Service Scaler

Introducing "Service Scaler”, a kubernetes operator which pro-actively monitors and controls the HPA object of a corresponding deployment enabling gradual scaling of workloads based on a time based configuration.

The Configuration (CRD)

“Time-based” scaling is controlled by a custom configuration which looks like:

    apiVersion: scaler.udaan.io/v1
    kind: ServiceScaler
    metadata:
      name: dummy-acorn-service
      namespace: prod
    spec:
      hpa:
        maxReplicas: 8
        minReplicas: 4
        targetCPUUtilization: 50
        targetMemoryUtilization: 75
      timeRangeSpec:
      - kind: ZonedTime
    	from: 16:00+05:30
        to: 00:00+05:30
        replicaSpec:
          hpa:
            minReplicas: 3
            targetMemoryUtilization: 0
      - kind: ZonedTime
        from: 00:00+05:30
        to: 08:00+05:30
        replicaSpec:
          hpa:
            minReplicas: 2
            targetMemoryUtilization: 0

What does the above configuration mean?
- between 16:00IST - 00:00IST minReplicas is overridden to 3 and targetMemoryUtilzation is removed.
- between 00:00IST - 08:00IST minReplicas is overridden to 2 and targetMemoryUtilzation is removed.
- defaults under hpa: are applied if no time range matches.

The Control knobs

hpa parameters
- minReplicas
- maxReplicas
- targetCPUUtilization (0 would mean removal of cpu based scaling)
- targetMemoryUtiliization (0 would mean removal of memory based scaling)
Defaults under the hpa: section
Overrides under timeRangeSpec: , specify any of the above parameter overrides which will be applied during the specified time range.
Time range controls for from: and to:
- ZonedTime: HH:MM<tz-offset> Ex: 08:00+05:30
- ZonedDateTime: rfc3339 format Ex: 2023-01-11T08:00:00+05:30
Defaults are applied when no time range matches.

The Kill Switch

For those rare instances when things might not go as planned, a kill switch has been crafted.
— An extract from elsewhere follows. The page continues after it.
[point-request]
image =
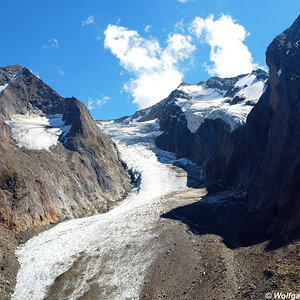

By adding a simple annotation to the HPA, the Service Scaler can be bypassed, putting control back in the hands of the user.

apiVersion: autoscaling/v1
kind: HorizontalPodAutoscaler
metadata:
  annotations:
    service-scaler.kubernetes.io/managed: "false" # <-- THIS LINE
  name: dummy-acorn-service
  namespace: prod
spec:
  maxReplicas: 8
  minReplicas: 4
  scaleTargetRef:
    apiVersion: apps/v2beta2
    kind: Deployment
    name: dummy-acorn-service
  targetCPUUtilizationPercentage: 50

Once the above annotation is added, time based scaling is disabled for dummy-acorn-service, users are expected to manually set hpa parameters of their choice.

The “status” sub resource

The status block of the service scaler object shows the following:

What was the last active configuration of the scaler object?
When was the scaler object last updated?
Is there a time range spec match? (considering the current timestamp)

status:
  lastKnownConfig:
    maxReplicas: 8
    minReplicas: 4
    targetCPUUtilization: 50
    targetMemoryUtilization: 75
  lastObservedGeneration: 1
  lastUpdatedTime: 2024-01-19T11:40Z+0530
  timeRangeMatch: false

Installation

Have a kubernetes cluster up and running.

Install the CRD

kubectl --context=<context> create -f servicescaler.scaler.udaan.io.yaml

Ensure that rbac is setup (refer rbac template)
Build using cargo build
Run using RUST_LOG=info cargo run
Flexibility to watch a subset of hpas are provided via the LABEL_SELECTOR environment variable.

Example

After installing the CRD and running the operator, to see the service scaler in action, let's create a sample deployment called dummy-bee-service with a service scaler object with the following specification:

default - 3 replicas
16:00 - 00:00 - 2 replicas
00:00 - 08:00 - 1 replica

apply the example and examine if the replicas of dummy-bee-service are following the overrides.

kubectl --context=<context> apply -f example.yaml

Points to note

Do not specify “overlapping” time ranges as this will result in undefined behaviour.
Refer architecture diagram to understand the mechanics of the operator.
Battle-tested on kubernetes 1.16 and 1.22.

For newer kubernetes clusters (Ex: 1.30)

pin the following versions for kube and k8s-openapi

kube = { version = "0.93.1", default-features = true, features = ["derive", "runtime", "config"]}
k8s-openapi = { version = "0.22.0", features = ["latest"]}

migrate from autoscaling/v2beta2 to autoscaling/v2
migrate from apps/v2beta2 to apps/v1

Deployment Strategy (k8s)

Build the docker image.
Push the image to a container registry.
Setup a service account with the corresponding rolebinding objects with the required permissions.
Create a deployment object with the pushed image.

Future Work

Helmify the operator for easier deployment.
Capability to "hibernate" services.

udaan-com/service-scaler